Anderson explains there's a "dedicated crew that will continually tweak [the display beds], so if something's going out of season or something's going back in season, they take care of that." For example, he says, "If you come here in March, the Miss Piggy and Kermit topiaries will always look like Miss Piggy and Kermit, but their flower beds will not look the same as if you came back in July."
"Multiple visits are required so you can keep track of what we do," he jokes.
And it's not just plants that will be changed out at this year's festival. At the Farmer's Feast outdoor kitchen, festival food menus will change three times over the course of the event.
"Right now we're in our early bloom, which will be going on through early April," Kevin Downing, a sous chef at WDW, says of the menu, which includes dishes like a goat cheese creamsicle pop and char-grilled bison ribeye. "Then we'll transition to a springtime menu and then right around the end of May, we'll transition one more time to our Summer Solstice menu and feature items that are really themed toward the season and what’s available during that time of year."

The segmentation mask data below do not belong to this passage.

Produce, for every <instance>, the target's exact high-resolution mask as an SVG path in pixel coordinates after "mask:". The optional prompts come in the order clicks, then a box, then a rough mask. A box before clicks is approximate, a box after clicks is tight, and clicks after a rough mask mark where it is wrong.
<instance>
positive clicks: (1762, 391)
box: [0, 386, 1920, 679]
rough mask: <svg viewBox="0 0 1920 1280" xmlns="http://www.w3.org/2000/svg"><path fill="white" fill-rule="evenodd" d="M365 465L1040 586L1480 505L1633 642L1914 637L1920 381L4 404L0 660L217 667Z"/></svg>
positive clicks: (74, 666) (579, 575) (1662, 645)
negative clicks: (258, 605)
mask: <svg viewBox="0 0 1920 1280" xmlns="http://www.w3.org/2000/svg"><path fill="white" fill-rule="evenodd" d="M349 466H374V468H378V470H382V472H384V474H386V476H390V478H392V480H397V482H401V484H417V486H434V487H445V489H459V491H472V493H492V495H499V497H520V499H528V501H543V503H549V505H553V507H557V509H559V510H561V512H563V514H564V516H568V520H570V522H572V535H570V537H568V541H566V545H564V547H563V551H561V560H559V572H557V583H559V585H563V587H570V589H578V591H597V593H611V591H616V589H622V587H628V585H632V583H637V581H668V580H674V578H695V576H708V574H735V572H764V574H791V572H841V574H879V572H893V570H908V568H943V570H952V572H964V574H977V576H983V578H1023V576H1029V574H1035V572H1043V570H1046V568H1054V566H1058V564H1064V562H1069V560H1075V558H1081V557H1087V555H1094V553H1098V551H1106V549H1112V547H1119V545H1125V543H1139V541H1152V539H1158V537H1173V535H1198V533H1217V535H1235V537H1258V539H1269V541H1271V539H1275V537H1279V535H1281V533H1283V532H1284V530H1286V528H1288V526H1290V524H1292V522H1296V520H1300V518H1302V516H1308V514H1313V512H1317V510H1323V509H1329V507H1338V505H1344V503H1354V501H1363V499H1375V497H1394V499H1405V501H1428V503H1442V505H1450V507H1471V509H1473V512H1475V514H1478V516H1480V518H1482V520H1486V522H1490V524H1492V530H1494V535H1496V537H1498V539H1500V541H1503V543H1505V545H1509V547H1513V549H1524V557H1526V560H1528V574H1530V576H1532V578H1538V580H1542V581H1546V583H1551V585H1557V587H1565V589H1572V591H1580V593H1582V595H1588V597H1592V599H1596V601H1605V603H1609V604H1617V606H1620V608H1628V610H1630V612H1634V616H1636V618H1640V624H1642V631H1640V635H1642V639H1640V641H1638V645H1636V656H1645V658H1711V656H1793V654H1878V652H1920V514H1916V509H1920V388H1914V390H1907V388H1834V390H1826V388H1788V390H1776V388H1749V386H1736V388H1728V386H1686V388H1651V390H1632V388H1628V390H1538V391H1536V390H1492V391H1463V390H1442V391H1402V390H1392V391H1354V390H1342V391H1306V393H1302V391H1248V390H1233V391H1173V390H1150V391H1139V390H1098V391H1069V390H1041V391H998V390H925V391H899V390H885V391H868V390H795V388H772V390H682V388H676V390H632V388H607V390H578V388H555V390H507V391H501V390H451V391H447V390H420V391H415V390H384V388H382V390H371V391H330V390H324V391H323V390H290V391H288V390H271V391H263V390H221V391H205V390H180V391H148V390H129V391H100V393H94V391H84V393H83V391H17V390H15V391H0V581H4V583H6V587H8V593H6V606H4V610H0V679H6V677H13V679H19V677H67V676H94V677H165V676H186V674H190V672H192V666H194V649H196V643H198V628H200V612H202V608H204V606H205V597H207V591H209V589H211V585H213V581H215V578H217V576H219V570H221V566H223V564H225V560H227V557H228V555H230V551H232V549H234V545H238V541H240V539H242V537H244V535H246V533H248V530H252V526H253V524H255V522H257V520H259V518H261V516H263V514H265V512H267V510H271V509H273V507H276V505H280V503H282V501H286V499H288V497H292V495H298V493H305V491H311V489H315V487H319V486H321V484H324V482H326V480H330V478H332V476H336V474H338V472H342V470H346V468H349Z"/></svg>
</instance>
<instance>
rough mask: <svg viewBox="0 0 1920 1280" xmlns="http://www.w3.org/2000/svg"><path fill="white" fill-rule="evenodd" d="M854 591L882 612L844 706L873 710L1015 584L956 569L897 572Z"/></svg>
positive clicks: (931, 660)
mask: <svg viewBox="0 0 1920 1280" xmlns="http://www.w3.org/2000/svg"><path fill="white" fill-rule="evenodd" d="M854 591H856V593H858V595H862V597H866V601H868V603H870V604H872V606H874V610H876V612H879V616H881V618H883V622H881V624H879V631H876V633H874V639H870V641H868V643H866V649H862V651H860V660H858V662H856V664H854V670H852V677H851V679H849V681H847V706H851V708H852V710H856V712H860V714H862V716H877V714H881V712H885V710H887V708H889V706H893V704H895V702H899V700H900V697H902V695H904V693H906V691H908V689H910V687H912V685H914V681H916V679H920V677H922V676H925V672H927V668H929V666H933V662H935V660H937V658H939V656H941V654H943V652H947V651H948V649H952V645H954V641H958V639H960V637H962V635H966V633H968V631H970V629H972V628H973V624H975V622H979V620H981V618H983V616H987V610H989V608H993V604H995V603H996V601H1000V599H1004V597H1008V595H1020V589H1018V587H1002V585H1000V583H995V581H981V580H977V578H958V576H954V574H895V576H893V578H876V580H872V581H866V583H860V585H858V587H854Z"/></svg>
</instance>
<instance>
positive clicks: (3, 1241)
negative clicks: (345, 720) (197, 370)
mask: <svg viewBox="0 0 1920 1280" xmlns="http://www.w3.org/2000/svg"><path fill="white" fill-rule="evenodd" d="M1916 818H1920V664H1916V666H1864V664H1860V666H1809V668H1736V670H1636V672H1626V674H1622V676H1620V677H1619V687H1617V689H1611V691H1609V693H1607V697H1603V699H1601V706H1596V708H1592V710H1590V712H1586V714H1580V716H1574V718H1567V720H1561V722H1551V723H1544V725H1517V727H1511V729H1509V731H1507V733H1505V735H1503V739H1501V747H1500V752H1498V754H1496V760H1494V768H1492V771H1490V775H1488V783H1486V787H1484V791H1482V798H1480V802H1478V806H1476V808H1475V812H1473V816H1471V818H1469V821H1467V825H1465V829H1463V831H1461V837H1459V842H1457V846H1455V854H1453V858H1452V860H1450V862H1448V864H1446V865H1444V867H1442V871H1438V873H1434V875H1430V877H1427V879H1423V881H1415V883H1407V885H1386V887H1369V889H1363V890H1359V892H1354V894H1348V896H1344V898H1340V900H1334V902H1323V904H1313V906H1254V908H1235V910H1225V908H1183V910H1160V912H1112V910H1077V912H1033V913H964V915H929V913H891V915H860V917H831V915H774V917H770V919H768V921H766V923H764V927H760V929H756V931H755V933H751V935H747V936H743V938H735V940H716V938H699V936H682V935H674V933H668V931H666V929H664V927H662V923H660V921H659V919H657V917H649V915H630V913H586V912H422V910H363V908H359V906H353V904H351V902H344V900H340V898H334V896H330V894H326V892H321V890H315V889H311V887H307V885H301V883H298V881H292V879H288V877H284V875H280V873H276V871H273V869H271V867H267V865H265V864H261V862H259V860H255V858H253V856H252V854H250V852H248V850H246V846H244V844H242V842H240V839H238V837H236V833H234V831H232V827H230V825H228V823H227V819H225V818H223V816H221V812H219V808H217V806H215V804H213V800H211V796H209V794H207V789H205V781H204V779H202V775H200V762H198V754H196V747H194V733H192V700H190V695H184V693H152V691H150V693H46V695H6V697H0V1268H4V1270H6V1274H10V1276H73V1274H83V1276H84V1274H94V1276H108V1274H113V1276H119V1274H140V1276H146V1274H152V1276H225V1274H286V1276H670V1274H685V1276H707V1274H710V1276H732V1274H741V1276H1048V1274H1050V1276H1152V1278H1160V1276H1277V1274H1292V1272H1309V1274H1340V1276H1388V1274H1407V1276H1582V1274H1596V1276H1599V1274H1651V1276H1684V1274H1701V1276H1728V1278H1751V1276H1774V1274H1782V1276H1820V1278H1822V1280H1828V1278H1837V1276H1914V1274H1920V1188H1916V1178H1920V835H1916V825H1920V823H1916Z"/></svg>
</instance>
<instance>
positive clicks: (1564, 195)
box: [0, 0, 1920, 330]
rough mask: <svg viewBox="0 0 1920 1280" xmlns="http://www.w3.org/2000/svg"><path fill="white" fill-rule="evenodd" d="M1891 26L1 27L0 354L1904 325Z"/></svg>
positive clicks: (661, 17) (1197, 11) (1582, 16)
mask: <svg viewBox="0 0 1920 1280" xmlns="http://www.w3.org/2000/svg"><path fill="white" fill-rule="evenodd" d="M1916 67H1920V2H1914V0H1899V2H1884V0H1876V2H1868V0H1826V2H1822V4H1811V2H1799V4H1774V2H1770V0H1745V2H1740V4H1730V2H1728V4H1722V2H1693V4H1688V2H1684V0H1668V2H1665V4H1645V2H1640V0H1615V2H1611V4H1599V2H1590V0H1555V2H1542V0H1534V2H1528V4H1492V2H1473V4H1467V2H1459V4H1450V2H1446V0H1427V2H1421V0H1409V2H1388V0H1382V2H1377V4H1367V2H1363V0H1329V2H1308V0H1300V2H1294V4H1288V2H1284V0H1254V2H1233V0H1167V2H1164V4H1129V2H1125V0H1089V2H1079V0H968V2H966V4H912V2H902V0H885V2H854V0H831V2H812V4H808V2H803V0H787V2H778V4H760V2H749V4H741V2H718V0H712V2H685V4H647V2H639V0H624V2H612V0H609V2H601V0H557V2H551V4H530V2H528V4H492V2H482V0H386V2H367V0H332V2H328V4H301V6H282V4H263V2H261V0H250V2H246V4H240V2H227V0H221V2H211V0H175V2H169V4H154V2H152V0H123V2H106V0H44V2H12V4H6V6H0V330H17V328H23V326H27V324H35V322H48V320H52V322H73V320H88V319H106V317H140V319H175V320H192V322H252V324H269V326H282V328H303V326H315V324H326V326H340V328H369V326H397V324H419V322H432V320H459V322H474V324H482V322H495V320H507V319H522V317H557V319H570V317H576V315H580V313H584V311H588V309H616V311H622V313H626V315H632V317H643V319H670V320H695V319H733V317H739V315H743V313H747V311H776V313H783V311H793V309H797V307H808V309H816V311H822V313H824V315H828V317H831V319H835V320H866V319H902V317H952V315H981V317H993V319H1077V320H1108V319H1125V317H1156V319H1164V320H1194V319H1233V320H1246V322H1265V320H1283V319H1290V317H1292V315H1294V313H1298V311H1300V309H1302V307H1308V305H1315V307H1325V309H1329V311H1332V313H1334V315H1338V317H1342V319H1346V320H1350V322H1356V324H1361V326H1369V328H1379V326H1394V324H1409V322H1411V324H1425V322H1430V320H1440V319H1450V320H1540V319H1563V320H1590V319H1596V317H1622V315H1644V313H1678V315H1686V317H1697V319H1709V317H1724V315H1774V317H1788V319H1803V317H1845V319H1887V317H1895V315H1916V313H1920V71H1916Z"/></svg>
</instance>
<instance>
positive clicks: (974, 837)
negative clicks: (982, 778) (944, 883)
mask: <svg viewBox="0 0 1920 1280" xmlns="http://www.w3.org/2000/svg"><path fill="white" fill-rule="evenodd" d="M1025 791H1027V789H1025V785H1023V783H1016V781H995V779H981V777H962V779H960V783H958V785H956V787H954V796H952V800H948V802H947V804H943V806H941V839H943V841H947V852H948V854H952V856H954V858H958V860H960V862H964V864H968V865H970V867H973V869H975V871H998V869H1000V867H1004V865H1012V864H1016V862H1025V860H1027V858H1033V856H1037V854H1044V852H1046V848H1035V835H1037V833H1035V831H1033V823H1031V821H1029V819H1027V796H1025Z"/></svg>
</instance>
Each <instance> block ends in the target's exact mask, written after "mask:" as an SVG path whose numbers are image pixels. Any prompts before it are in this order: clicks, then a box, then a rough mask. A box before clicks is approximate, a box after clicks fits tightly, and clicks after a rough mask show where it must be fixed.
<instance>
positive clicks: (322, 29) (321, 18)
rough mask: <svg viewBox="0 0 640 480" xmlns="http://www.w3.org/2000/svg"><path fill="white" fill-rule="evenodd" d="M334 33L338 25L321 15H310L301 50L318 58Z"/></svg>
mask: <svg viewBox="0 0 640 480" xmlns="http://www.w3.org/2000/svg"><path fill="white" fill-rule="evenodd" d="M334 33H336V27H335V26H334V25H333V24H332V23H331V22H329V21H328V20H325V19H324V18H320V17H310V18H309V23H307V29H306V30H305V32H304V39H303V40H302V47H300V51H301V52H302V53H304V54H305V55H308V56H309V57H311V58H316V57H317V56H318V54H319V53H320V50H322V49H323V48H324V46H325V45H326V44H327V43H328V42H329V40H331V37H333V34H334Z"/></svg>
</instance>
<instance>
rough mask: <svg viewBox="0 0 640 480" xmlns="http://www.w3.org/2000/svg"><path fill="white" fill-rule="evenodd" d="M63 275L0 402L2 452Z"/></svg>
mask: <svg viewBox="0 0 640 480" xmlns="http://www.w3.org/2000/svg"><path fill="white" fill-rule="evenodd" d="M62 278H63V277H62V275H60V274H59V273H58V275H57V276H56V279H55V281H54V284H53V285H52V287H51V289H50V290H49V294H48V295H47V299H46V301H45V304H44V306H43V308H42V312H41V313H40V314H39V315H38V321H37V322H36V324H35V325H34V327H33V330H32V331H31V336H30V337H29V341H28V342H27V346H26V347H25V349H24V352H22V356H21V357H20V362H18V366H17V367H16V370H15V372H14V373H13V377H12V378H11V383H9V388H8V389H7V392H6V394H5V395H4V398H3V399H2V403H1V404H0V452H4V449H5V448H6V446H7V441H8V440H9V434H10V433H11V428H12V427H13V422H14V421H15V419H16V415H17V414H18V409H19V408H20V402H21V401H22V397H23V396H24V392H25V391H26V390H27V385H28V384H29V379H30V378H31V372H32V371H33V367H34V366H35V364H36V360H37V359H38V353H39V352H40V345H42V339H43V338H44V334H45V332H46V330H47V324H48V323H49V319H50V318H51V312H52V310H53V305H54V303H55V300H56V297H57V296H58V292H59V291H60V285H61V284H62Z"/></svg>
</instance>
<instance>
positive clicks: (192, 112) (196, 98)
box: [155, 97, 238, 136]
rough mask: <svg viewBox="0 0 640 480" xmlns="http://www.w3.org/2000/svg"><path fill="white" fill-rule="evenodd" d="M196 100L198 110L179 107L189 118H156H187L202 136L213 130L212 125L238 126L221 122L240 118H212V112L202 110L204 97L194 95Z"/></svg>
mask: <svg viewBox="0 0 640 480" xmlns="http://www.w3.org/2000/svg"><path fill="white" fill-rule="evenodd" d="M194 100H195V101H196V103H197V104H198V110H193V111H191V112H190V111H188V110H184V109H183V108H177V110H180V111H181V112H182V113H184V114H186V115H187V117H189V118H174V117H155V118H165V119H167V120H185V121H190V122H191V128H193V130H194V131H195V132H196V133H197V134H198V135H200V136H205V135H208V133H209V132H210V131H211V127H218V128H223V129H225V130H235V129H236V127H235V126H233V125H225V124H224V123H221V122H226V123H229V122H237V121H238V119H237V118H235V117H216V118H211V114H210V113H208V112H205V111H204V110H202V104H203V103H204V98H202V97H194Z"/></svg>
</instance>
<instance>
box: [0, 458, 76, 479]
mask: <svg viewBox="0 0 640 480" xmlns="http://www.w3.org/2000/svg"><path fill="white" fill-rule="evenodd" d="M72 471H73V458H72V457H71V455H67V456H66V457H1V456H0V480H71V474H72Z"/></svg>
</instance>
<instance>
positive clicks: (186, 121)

"Flower and Garden is really about the best of what mother nature can give us as chefs to work with," Downing tells Yahoo Life. "This festival is long: It starts at the beginning of March and really goes through almost three periods, so we wanted to play off that in our menu items."
Menu items also "play off" the festival's focus on plants. In the Garden Graze — a stroll around the park where festival-goers travel to different outdoor food kiosks and collect stamps for trying plant-based menu items like avocado toast, potato pancakes and grilled baby vegetables — guests redeem their stamped festival passport for a special prize.
Other festival highlights include an Encanto-themed garden with an adjacent food kiosk that serves up a variety of arepas, nightly entertainment from local and national artists in the Garden Rocks Concert Series and festival-exclusive merchandise featuring rarely-seen characters like Figment and the Orange Bird.
Epcot's International Flower and Garden Festival is included in Epcot park admission and runs through July 4, 2022.